纵向通风与侧壁开口竖井自然排烟协同作用下烟气运动模拟

为探究山岭隧道火灾烟气运移特性,采用数值模拟的方法,选取两种典型火源功率(20 MW及50 MW),分析不同纵向风速下火源位置对隧道顶棚下方沿程温度分布规律、烟气运移速率及竖井内烟气质量流量的影响规律.研究结果表明,纵向风速低于3m/s时,不同火源位置时,火源上游沿程温度均随纵向风速增加逐渐降低,而下游沿程温度随纵向风...

Simulation on the smoke movement under the synergistic effect of longitudinal ventilation and natural smoke exhaust of sidewall opening shaft

In order to explore the characteristics of fire smoke transport in mountain tunnel, two typical fire source powers (20 MW and 50 MW) were selected by numerical simulation method to analyze the influence of fire source position on temperature distribution under tunnel roof, smoke transport rate and mass flow rate in shaft smoke under different longitudinal wind speeds. The results show that when the longitudinal wind speed is lower than 3 m/s, the temperature along the path of the upstream of the fire source decreases gradually with the increase of the longitudinal wind speed, while the temperature along the path of the downstream of the fire source shows an opposite trend with the increase of the longitudinal wind speed.
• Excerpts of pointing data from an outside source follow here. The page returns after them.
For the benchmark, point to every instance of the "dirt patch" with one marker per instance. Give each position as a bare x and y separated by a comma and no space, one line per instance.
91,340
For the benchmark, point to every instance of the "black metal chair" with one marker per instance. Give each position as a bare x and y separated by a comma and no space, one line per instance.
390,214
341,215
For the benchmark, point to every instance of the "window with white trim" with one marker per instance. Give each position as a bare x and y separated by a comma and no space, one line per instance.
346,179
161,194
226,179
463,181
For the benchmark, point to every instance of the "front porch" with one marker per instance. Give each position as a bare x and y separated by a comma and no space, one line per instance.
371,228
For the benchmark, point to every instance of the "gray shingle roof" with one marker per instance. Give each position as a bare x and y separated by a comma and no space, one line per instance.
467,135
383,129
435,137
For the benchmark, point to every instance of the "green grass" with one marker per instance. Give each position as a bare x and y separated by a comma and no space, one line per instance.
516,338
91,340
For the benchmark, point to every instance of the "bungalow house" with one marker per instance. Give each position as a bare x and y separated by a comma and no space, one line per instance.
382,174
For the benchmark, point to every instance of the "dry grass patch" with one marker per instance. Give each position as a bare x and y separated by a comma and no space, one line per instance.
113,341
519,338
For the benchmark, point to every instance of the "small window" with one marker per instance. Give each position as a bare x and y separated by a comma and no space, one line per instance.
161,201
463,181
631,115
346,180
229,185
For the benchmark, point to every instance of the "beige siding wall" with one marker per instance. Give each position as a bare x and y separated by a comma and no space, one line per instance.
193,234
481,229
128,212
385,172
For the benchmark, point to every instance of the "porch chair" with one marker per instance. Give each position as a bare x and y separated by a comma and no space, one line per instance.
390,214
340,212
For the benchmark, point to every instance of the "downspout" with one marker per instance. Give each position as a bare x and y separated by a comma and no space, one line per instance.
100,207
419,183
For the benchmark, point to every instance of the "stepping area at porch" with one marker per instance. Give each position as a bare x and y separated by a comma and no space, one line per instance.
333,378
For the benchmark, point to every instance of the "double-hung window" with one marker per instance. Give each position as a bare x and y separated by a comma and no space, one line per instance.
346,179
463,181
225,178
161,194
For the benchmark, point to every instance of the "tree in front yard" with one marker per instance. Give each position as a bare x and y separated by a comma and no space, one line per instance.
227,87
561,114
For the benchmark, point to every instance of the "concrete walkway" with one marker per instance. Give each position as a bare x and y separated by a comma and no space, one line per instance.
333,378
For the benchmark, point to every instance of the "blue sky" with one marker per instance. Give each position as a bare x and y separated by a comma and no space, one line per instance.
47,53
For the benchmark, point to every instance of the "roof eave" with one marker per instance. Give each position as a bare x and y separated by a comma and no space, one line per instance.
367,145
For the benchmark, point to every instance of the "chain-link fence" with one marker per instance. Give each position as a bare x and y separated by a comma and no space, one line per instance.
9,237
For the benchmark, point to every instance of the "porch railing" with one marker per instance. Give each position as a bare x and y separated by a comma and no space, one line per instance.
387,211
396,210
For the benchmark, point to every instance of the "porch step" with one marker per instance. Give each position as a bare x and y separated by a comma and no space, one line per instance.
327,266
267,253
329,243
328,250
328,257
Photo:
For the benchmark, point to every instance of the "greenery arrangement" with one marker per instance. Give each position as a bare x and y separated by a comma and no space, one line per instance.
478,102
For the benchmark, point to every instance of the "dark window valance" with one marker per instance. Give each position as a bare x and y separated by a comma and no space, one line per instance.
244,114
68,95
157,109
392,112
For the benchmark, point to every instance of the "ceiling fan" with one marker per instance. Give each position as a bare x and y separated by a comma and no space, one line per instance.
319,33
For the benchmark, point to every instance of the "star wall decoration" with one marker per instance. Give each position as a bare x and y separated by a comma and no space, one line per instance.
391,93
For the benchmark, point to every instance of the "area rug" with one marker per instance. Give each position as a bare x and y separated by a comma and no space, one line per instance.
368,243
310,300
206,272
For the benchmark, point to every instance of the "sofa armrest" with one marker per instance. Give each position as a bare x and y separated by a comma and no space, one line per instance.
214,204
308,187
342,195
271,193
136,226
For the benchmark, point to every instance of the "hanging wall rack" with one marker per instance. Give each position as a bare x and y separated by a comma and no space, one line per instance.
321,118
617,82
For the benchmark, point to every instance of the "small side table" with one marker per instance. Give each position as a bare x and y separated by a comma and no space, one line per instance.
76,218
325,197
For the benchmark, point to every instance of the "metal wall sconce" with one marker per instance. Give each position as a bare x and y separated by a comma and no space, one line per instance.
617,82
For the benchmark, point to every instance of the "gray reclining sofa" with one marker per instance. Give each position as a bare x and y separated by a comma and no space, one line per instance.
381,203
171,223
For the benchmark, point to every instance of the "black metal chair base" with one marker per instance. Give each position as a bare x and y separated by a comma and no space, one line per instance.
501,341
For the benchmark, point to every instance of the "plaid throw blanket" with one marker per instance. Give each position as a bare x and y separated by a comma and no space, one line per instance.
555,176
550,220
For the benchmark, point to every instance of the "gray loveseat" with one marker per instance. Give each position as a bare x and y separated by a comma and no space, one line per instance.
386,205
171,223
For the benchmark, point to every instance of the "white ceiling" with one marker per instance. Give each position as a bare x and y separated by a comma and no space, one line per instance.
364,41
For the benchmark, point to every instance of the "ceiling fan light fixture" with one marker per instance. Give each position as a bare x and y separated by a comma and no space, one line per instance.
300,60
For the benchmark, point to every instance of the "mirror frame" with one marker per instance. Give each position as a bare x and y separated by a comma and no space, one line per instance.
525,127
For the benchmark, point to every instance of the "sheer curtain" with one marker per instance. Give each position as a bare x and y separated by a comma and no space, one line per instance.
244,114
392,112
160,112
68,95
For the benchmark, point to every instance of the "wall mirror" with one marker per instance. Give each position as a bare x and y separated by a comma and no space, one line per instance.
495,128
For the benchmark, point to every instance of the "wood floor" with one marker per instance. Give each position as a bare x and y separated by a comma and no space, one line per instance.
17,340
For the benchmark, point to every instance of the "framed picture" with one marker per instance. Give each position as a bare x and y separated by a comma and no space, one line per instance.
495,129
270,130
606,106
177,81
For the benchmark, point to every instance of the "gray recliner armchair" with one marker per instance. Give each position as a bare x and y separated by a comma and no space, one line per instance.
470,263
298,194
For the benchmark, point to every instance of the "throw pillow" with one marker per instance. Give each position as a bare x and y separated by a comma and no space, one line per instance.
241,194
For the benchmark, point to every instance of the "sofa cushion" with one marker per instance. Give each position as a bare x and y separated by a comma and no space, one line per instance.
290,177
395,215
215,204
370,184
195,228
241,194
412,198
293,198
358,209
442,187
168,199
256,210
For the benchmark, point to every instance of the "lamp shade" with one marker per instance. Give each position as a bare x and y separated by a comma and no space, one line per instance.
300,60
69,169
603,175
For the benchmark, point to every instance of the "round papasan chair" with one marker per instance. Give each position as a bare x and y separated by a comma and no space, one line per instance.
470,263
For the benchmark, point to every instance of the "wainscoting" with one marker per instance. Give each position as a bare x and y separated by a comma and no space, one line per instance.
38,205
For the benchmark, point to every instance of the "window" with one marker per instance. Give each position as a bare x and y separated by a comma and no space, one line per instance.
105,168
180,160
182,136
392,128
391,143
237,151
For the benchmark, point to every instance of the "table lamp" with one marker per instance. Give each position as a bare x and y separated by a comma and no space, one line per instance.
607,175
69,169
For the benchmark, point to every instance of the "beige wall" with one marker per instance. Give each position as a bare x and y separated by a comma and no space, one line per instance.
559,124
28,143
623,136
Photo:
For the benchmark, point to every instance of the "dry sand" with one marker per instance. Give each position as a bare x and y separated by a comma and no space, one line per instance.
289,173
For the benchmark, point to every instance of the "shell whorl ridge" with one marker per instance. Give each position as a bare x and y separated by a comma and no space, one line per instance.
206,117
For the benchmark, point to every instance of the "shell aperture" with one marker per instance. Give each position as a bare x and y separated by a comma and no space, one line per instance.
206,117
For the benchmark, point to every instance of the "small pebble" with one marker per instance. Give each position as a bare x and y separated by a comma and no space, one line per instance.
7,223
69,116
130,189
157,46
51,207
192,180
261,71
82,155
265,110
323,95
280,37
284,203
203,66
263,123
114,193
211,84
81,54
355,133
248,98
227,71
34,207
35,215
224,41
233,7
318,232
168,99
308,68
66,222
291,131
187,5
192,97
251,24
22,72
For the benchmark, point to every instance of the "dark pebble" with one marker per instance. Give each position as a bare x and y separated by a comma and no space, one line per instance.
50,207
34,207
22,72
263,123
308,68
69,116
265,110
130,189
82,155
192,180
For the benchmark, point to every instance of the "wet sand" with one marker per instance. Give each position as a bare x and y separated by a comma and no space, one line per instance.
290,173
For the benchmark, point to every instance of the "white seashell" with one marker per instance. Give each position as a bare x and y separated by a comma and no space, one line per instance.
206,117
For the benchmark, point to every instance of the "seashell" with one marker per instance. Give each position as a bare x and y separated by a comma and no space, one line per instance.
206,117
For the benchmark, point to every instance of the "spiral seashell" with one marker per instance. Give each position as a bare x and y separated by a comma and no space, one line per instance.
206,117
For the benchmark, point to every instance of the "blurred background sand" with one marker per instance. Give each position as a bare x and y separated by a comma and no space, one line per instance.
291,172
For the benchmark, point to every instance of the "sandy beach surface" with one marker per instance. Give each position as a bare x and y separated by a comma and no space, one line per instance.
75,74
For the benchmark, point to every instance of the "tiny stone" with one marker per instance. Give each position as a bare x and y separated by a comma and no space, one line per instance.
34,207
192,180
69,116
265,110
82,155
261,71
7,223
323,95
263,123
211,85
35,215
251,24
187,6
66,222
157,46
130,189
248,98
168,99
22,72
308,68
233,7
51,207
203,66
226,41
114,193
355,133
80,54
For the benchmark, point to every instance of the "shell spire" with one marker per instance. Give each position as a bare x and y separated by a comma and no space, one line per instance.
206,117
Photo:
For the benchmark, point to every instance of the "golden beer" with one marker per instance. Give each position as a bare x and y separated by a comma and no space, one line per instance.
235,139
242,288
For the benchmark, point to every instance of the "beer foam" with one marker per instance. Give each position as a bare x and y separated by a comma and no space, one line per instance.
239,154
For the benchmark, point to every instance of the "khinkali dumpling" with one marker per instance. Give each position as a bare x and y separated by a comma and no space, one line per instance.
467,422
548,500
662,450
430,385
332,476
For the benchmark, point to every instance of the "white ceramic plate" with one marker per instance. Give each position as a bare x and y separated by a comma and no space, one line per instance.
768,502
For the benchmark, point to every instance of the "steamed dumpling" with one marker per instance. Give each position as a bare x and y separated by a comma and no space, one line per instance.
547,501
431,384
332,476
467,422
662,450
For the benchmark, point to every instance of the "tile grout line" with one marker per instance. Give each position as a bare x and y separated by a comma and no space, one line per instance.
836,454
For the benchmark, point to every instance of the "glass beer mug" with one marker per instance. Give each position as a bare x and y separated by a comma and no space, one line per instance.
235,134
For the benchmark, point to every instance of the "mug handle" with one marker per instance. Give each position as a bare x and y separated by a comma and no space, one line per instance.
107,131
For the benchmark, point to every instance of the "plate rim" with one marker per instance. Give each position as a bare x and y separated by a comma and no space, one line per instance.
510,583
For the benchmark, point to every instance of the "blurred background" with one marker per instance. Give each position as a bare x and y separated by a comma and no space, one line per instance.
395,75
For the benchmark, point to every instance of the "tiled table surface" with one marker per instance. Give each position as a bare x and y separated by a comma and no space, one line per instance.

When the fire source is near the shaft, the smoke spreading speed in the upstream and inside the shaft is higher than that in the far end of the shaft. When the fire source was far away from the shaft, the mass flow of smoke in the shaft reached the peak value of about 2 m/s with the longitudinal ventilation, while when the fire source was close to the shaft, the mass flow of smoke in the shaft reached a higher level when the longitudinal wind speed was low.